The Becket Fund, which represents InterVarsity, argues the university’s treatment of the group is inconsistent with its general practices, as it allows fraternities, female athletic clubs and campus cultural organizations to set race-based or sex-based requirements for elected leaders. This disparate treatment, Becket lawyers argue, suggests a negative judgement about religion, which the Supreme Court condemned in its Masterpiece ruling.
Masterpiece was featured again in a petition the high court is currently considering for review. The case, Arlene’s Flowers v. Washington, was occasioned when 72-year-old florist Barronelle Stutzman declined to make a floral arrangement for a same-sex wedding in view of her religious beliefs.
The case presents the same First Amendment questions the justices declined to resolve in Masterpiece. The Alliance Defending Freedom (ADF), a conservative public interest law practice, represents Stutzman, and also represented Jack Phillips, the Christian baker in Masterpiece.
As an alternative to full briefing and argument, Stutzman’s lawyers have suggested that the justices remand the case to a lower court for further consideration in light of the Masterpiece ruling. ADF argues Stutzman’s religious beliefs were demeaned in much the same way Phillips’ were when the trial court’s decision in her case compared her views to those of a racist. The fact Washington officials initiated action against her in the first instance without receiving a complaint from an aggrieved customer is, by ADF’s telling, similarly degrading.
ADF also seized on Kennedy’s denunciation of disparate enforcement patterns, in which state officials punish religious proprietors for discrimination while allowing secular business owners to refuse the requests of religious patrons. The Alliance believes this double standard obtains in Washington, noting that the state took practically no punitive action against a Seattle coffee shop owner who ordered a group of pro-life Christians to leave his cafe on ideological grounds in November 2017.
“The state’s treatment of that situation stands in marked contrast to its swift and unprecedented efforts to punish Barronelle in her personal capacity, which threatens to drive her out of business and bankrupt her and her family,” the Stutzman filing reads.
In rebuttal, Washington Attorney General Bob Ferguson maintained that the trial court did not demean Stutzman’s views. The portion of the ruling ADF identified merely cites a relevant anti-discrimination case explaining the applicable legal principles, which happened to involve racist sentiment.
Kennedy, Ferguson points out, did much the same in his Masterpiece opinion. He cited a 1968 case called Newman v. Piggy Park Enterprises to argue that courts generally forbid commercial discrimination against protected classes of people, even for religious reasons. Piggy Park involved a South Carolina businessman who refused service to blacks in his chain of barbecue restaurants, as he opposed integration on religious grounds.
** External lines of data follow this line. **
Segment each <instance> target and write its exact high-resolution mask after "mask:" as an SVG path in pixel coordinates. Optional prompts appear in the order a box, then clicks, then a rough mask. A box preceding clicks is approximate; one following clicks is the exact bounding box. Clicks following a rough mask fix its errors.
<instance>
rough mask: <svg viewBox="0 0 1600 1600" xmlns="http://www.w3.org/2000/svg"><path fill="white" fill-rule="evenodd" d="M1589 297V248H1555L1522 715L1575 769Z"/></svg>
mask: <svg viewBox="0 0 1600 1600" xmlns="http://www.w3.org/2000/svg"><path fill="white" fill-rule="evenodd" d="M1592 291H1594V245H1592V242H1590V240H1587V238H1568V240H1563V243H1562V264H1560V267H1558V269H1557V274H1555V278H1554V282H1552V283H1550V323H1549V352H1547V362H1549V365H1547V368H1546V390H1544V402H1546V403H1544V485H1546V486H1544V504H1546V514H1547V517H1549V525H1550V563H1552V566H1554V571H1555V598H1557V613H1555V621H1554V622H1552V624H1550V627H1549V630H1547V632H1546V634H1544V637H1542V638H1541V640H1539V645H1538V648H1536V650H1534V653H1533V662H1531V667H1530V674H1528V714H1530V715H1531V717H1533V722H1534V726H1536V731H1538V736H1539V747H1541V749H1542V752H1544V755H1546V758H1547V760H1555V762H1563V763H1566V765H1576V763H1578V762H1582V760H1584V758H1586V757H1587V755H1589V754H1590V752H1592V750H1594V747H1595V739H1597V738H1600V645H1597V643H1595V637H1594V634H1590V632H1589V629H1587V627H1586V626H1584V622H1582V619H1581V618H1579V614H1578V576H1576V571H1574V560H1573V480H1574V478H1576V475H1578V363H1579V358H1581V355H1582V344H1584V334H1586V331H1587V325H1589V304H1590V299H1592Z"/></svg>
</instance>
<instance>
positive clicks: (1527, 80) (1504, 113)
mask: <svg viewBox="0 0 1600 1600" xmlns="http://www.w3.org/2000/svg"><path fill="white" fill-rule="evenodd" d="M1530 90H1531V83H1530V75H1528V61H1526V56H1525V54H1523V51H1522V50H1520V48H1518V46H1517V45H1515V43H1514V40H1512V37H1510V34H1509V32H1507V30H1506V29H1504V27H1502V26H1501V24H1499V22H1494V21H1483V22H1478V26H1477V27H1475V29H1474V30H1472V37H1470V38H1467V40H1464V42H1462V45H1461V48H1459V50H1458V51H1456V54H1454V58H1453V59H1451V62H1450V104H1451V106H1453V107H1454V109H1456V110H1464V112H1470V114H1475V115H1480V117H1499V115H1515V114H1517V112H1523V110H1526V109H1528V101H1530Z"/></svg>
They also reject comparisons to the November 2017 incident with the coffee shop, as is was resolved informally. The state disputes ADF’s account of the conflict, though the Christian activists filmed the encounter.
A decision on the Arlene’s Flowers petition could come as soon as Monday.
Whatever their ambitions, Masterpiece has already worked against the religious right.
The Arizona Court of Appeals became the first court to pronounce upon the constitutionality of anti-discrimination ordinances after Masterpiece on Thursday in another ADF-organized case. The court upheld a Phoenix law prohibiting discrimination against LGBT persons in places of public accommodations, regardless of an individual’s religious beliefs.
The Arizona appellate court cited Kennedy’s opinion to assert that such provisions are generally compatible with the Constitution, while extending legal protection to religious dissenters would stigmatize the gay community.